Осыпав холм зелеными листьями, собравшиеся примолкли — знали: прозвучит еще последнее слово. И Саакадзе заговорил:
— Я виноват перед тобою, мой верный Джамбаз, я похоронил тебя не в родной стране, где весной журчат молодые ручьи, просыпаются долины, бело-розовым цветом пламенеют сады, где зимою, надевая белые бурки, удовлетворенно отдыхают горы, где друг спешит к другу, а враг бежит от врага… где хлеб посыпают солью, а раны смазывают бальзамом и где меч и дела прославляют человека, а кровь и слезы позорят. А похоронил я тебя на чужой земле, где враг притворяется другом, а друг устрашается признаться в дружбе, где раны посыпают солью, а хлеб орошают слезами, где даже жаркое солнце излучает холод, где мягкая земля подобна каменной глыбе, где дружба измеряется монетами, а монеты имеют свойство перевоплощаться в змей, гиен и кротких ягнят. Я виноват перед тобою, Джамбаз, ибо прикрыл твои глаза раньше, чем ты увидел победу нашу, к которой ты устремлял свой бег… Я понял твой последний взгляд. Увы, мой Джамбаз, ты прав, я не знаю, какой дорогой вернусь на родину.
«Прав наш Георгий, — подумал Матарс. — Странно: вот солнце, а меня дрожь пробирает. Даже Гиви съежился, а Димитрий напрасно отходит в тень, будто от лучей, — борется с печалью».
— Георгий, — негромко позвала Русудан, — может, пойдем?
— Еще такое мое слово… Если не всем суждено, то… тот, кто первым вернется в Картли, пусть закажет ваятелям памятник моему Джамбазу. В черной бронзе пусть они воссоздадут прообраз молодого Джамбаза первого… Ты, Дато, на пергаменте изобрази второго Джамбаза, он такой же, каким был некогда его отец… Рисунок передай Русудан… А на гранитных плитах пусть амкары воспроизведут драгоценности и бронзируют их, на вздыбленного Джамбаза возложат бронзовое седло и прикрепят к нему мой меч… А слова выбьют такие:
«Золото топтал мой Джамбаз! Славу он нес на острие моего меча! Он скакал по дорогам судьбы, а было их три!»

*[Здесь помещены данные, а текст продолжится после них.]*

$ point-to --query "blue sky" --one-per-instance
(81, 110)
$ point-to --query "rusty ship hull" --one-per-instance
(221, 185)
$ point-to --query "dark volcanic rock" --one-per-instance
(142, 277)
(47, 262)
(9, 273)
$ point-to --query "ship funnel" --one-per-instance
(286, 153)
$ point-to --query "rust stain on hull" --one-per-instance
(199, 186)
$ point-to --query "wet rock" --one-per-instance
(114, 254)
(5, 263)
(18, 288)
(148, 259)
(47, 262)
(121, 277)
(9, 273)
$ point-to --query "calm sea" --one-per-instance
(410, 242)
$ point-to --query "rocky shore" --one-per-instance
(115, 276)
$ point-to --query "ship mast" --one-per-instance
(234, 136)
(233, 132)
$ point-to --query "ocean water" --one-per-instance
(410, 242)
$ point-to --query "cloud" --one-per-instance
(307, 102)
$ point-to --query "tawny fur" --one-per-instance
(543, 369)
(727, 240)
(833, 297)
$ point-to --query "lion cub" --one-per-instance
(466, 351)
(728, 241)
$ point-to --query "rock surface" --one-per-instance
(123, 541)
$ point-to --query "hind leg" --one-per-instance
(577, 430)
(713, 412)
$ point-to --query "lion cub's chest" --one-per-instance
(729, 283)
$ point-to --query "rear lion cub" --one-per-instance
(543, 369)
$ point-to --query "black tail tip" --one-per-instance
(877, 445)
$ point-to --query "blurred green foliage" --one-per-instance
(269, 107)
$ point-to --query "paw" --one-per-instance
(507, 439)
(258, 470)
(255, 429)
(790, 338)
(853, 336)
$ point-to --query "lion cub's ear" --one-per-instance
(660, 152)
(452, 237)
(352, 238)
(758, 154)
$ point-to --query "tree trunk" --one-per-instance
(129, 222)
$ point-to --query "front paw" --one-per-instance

— Госпожа Хорешани, надо молебен о благополучии нашего дома отслужить, — упрашивала Дареджан. — Нехорошо вспоминать бога только когда нужен. В день ангела и в праздники бог внимание к себе любит. И в будни об этом надо помнить, иначе обидится и тоже сделает вид, что о нас забыл… Вот Джамбаз погиб…
— Права ты, Дареджан, бог слишком часто притворяется, что не замечает нас.

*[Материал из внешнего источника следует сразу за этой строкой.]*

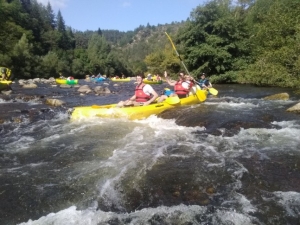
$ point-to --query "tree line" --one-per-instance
(241, 41)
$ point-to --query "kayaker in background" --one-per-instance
(158, 78)
(181, 86)
(144, 94)
(3, 74)
(204, 83)
(149, 76)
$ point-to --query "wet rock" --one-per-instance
(210, 190)
(54, 102)
(84, 89)
(280, 96)
(295, 108)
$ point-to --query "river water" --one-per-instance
(234, 159)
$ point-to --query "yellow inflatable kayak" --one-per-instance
(65, 81)
(133, 112)
(121, 80)
(152, 81)
(4, 84)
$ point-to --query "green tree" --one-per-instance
(23, 59)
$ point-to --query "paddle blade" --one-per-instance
(201, 95)
(172, 100)
(213, 91)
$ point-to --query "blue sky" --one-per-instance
(122, 15)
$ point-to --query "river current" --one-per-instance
(234, 159)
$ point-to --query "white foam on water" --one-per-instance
(290, 201)
(180, 214)
(232, 104)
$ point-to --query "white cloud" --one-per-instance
(55, 4)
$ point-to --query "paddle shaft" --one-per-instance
(178, 54)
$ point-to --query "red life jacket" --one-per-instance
(179, 89)
(140, 95)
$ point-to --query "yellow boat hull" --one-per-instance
(132, 113)
(4, 84)
(121, 80)
(152, 81)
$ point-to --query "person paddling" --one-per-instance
(181, 86)
(144, 94)
(204, 83)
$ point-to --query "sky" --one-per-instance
(122, 15)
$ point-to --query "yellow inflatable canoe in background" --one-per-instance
(133, 112)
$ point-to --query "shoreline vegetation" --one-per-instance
(246, 42)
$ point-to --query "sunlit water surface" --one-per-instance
(231, 160)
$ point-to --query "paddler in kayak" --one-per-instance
(182, 87)
(144, 94)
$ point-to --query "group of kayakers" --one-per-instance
(5, 74)
(145, 94)
(151, 77)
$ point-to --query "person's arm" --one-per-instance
(170, 82)
(154, 96)
(132, 98)
(208, 84)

И Матарс направился в греческую церковь заказать молебен.
В мозаичном дворце засуетились, надевали одежду попроще, чтобы умилостивить святую деву смирением. Женщины, накинув покрывала, шли пешком. Неподалеку, на скромно оседланных конях, ехали мужчины.
Вот и Фанар, скоро церковь.
Навстречу плыл колокольный звон…
Меркушка насторожился: уж не в эту ли церковь направил его священник? Да тут и впрямь медь на четыре голоса! И пятидесятник, приняв вид паломника, зашагал в ту сторону, откуда доносился звон колоколов.
А раньше того было так.
Во двор валашского господаря, куда на постой ввели посольство, явился пристав — эфенди, черный, как остывший уголь, и подвижной, как огонь.